MORITZ FEED DOC 2026 - Barcelona International Fashion and Film Festival
18 to 22 March - Mooby Bosques Cinema and other venues, various times.
Next week comes Moritz Feed Doc, the festival that proves that fashion also has good stories to tell. Documentaries about designers, photographers and people who have made their mark on the industry - with names such as John Galliano, Vivienne Westwood and Thierry Mugler, among many others.
Fashion from the inside: his obsessions, his creative process and everything that happens beyond the catwalk.
If you are interested in fashion, cinema or simply discovering good stories, Feed Doc is a perfect excuse to approach this world from a different angle.

BAD GYAL - More Face Tour
20, 21 and 22 March - Palau Sant Jordi, 7 p.m.
Alba Farelo used to come to our Verdi shop with her father when she was a child. We are sure that our sweets have had something to do with her success.
His new album as Bad Gyal - Más Cara - brings together some of the biggest names in reggaeton and urban music. Artists such as Chencho Corleone, Ozuna and J Álvarez collaborate on the album, along with new voices from the Latin scene, with production from key figures such as Luny Tunes and Cromo X. The result is a sound that mixes reggaeton, dancehall and Caribbean rhythms with a contemporary aesthetic.
We are sure it will be a show designed for live performance, club energy, a lot of perreo and a very strong connection with the audience.
Like it or not, you have to see it! Even if it's just to sweat a bit and talk bad afterwards 🙂


Koljós - Emmanuel Carrère (2026)
Emmanuel Carrère converts Koljós in an ambitious exploration of his own Russian genealogy, interweaving family memory and the great upheavals of European history.
Starting with the figure and death of his mother, Carrère reprises one of his great obsessions that was left half-finished in 2007“s A Russian Novel. This time Carrère adopts a more serene and pedagogical tone than in his other works, less focused on the confessional self-fiction that made him famous. Here he seems to be seeking a form of reconciliation with his family past, illuminating its contradictions without turning them into personal drama.
The result is a wide-ranging, intimate chronicle that connects biography, Russian history and European memory through the incombustible pen of a man who finally seems, at the age of 70, to be at ease with life. Not to be missed!

Resurrection - Bi Gan (2025)
Bi Gan's new film, Resurrection, confirms the Chinese director as one of the most unique filmmakers in contemporary cinema.
Faithful to his hypnotic style, Bi Gan constructs a story where time, memory and dream merge in images of an almost liquid beauty. More than a classical narrative, the film proposes a sensorial experience, full of long shots and enigmatic atmospheres that invite you to let yourself be carried away.
It may be elusive for those looking for a clear story, but its visual ambition and strange poetry make it a fascinating work, halfway between cinema and reverie.
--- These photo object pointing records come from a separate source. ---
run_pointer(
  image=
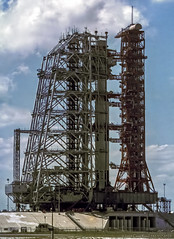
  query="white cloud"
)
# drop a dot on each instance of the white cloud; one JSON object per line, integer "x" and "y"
{"x": 160, "y": 160}
{"x": 29, "y": 25}
{"x": 21, "y": 69}
{"x": 6, "y": 84}
{"x": 12, "y": 115}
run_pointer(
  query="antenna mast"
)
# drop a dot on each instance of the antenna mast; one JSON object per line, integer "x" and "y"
{"x": 132, "y": 15}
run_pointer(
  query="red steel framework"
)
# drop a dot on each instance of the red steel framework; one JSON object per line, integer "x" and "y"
{"x": 133, "y": 174}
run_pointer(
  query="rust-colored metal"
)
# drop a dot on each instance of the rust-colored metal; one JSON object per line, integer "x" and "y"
{"x": 133, "y": 174}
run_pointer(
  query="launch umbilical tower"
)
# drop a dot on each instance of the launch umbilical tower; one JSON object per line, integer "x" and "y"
{"x": 66, "y": 161}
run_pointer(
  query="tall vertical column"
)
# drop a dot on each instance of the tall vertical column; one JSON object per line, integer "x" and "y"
{"x": 133, "y": 175}
{"x": 101, "y": 122}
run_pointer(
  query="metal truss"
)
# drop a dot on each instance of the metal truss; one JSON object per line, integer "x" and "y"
{"x": 133, "y": 174}
{"x": 66, "y": 129}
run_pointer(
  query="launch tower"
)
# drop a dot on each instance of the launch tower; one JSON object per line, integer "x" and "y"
{"x": 66, "y": 161}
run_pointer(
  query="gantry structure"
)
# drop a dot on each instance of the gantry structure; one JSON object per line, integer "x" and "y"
{"x": 66, "y": 162}
{"x": 133, "y": 174}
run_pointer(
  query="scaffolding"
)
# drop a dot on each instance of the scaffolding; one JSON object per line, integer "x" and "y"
{"x": 133, "y": 174}
{"x": 66, "y": 162}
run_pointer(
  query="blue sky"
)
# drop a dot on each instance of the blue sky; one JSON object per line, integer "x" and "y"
{"x": 29, "y": 29}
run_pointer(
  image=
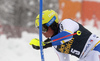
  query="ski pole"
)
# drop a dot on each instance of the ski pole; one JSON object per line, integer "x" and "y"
{"x": 40, "y": 32}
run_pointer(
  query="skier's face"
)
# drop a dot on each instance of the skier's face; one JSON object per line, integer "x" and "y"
{"x": 49, "y": 33}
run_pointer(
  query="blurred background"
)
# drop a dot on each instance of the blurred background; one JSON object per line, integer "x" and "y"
{"x": 17, "y": 16}
{"x": 17, "y": 28}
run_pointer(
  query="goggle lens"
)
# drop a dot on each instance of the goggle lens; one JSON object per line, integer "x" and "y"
{"x": 44, "y": 28}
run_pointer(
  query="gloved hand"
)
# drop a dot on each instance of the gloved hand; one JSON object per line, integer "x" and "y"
{"x": 35, "y": 44}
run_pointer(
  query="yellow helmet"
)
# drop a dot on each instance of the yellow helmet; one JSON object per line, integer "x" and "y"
{"x": 48, "y": 17}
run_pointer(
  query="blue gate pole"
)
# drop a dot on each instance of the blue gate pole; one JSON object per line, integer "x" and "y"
{"x": 40, "y": 32}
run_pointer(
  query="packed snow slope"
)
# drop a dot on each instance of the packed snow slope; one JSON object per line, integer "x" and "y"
{"x": 18, "y": 49}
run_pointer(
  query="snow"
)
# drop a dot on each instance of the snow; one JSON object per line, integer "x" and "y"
{"x": 85, "y": 0}
{"x": 18, "y": 49}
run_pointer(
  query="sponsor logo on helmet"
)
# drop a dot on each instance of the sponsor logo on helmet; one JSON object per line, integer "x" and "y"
{"x": 51, "y": 14}
{"x": 51, "y": 21}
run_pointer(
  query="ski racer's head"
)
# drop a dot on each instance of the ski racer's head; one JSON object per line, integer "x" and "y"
{"x": 49, "y": 23}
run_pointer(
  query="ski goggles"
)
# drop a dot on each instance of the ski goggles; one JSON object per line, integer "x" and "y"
{"x": 44, "y": 28}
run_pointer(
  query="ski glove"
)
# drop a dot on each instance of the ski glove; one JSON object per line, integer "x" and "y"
{"x": 35, "y": 44}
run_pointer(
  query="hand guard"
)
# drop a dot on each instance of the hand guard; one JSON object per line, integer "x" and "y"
{"x": 35, "y": 44}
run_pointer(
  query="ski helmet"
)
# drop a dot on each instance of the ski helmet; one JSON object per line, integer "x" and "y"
{"x": 49, "y": 18}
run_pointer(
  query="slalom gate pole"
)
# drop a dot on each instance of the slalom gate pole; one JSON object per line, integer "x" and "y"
{"x": 40, "y": 32}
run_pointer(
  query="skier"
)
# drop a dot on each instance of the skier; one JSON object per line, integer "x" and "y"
{"x": 67, "y": 37}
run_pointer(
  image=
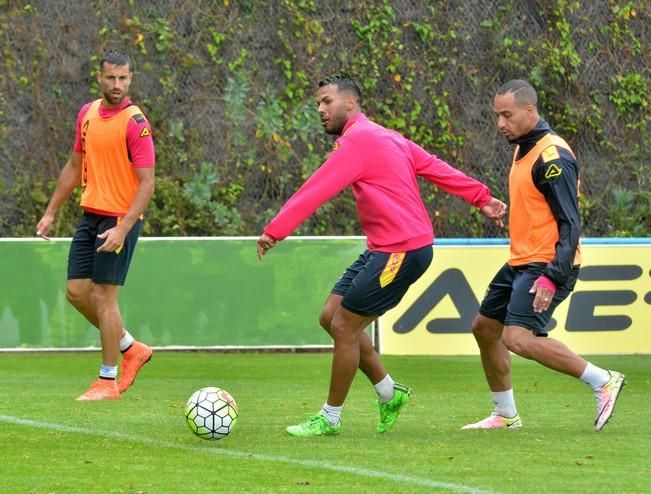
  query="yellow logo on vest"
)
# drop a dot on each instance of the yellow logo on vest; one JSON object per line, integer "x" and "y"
{"x": 391, "y": 268}
{"x": 553, "y": 171}
{"x": 549, "y": 154}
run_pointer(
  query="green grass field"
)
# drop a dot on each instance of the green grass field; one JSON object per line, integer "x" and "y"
{"x": 140, "y": 443}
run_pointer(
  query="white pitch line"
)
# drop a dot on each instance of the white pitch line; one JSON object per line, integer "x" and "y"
{"x": 362, "y": 472}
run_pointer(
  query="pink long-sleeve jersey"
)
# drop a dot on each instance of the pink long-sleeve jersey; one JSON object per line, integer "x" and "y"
{"x": 381, "y": 166}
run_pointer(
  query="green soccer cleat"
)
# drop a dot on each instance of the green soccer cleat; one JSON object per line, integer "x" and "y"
{"x": 316, "y": 425}
{"x": 390, "y": 410}
{"x": 606, "y": 397}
Premiered at Cannes 2025, it will finally arrive in Spain on 1 April.
Watch and rewatch in loop!

The Boy Who Played the Harp - Dave (2026)
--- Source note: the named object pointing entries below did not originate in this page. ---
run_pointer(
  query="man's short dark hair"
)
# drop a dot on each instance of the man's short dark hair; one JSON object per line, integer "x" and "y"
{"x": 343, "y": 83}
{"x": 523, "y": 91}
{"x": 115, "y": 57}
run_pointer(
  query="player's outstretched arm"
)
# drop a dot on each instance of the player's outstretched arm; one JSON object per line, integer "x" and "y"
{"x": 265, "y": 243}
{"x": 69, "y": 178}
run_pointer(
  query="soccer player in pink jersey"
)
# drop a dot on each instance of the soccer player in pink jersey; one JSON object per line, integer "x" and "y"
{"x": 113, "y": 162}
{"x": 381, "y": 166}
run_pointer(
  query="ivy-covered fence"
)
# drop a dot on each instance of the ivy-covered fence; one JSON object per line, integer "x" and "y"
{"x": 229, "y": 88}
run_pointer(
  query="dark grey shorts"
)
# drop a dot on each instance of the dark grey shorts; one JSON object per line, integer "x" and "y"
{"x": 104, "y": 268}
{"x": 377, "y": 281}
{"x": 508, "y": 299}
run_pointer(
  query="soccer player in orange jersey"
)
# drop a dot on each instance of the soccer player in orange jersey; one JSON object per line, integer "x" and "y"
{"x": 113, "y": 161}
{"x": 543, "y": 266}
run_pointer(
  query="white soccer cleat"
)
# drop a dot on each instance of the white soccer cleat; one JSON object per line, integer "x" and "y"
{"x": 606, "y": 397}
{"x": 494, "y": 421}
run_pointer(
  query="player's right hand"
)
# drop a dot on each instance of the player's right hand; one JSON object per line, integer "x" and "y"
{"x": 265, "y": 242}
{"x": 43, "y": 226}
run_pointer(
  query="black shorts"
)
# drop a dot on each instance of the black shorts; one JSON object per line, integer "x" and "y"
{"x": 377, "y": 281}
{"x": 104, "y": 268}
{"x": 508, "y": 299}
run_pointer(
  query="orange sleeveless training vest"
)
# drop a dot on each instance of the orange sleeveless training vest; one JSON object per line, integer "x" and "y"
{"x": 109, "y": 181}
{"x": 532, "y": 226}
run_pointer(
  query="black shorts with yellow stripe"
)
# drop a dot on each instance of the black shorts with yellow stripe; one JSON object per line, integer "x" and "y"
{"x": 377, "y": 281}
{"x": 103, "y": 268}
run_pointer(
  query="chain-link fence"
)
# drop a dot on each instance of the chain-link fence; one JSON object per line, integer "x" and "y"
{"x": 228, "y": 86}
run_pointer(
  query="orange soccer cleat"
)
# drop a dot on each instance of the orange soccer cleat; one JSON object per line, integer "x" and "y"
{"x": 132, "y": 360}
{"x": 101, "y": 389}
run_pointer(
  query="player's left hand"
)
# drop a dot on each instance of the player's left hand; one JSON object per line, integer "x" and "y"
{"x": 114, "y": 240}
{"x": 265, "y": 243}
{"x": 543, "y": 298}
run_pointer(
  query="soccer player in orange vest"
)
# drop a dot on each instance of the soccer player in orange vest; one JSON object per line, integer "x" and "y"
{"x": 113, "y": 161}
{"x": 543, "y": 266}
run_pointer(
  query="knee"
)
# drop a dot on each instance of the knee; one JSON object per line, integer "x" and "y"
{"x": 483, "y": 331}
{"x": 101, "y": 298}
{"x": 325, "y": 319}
Yes Psychodrama was the irruption and We're All Alone in This Together consolidation, The Boy Who Played the Harp sounds like something else: the moment when Dave begins to emerge, without too much effort, as the great generational chronicler of British rap.
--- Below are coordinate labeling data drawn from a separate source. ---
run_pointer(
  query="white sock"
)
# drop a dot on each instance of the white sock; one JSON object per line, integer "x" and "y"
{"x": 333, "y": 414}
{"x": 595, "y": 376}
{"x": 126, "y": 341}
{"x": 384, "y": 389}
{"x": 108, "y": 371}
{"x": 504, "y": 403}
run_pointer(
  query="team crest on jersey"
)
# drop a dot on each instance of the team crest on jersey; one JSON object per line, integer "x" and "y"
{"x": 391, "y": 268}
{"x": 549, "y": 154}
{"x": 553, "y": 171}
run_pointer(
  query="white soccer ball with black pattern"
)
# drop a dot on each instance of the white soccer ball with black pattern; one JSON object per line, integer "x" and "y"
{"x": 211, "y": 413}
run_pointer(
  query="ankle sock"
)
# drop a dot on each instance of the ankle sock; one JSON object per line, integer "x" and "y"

The featurings are chosen with surgical precision: the melancholy of James Blake, the generational counterpoint of Kano or the brilliance of Tems expand the emotional universe of the album without stealing its focus.
Musically it may be more restrained than his previous works, but that austerity works as a backdrop for what really matters: the stories. Dave writes as if he were taking notes for the autobiography of a whole cohort of thirtysomethings in South London, caught between the memory of the neighbourhood and the vertigo of success. Addictive from the first listen!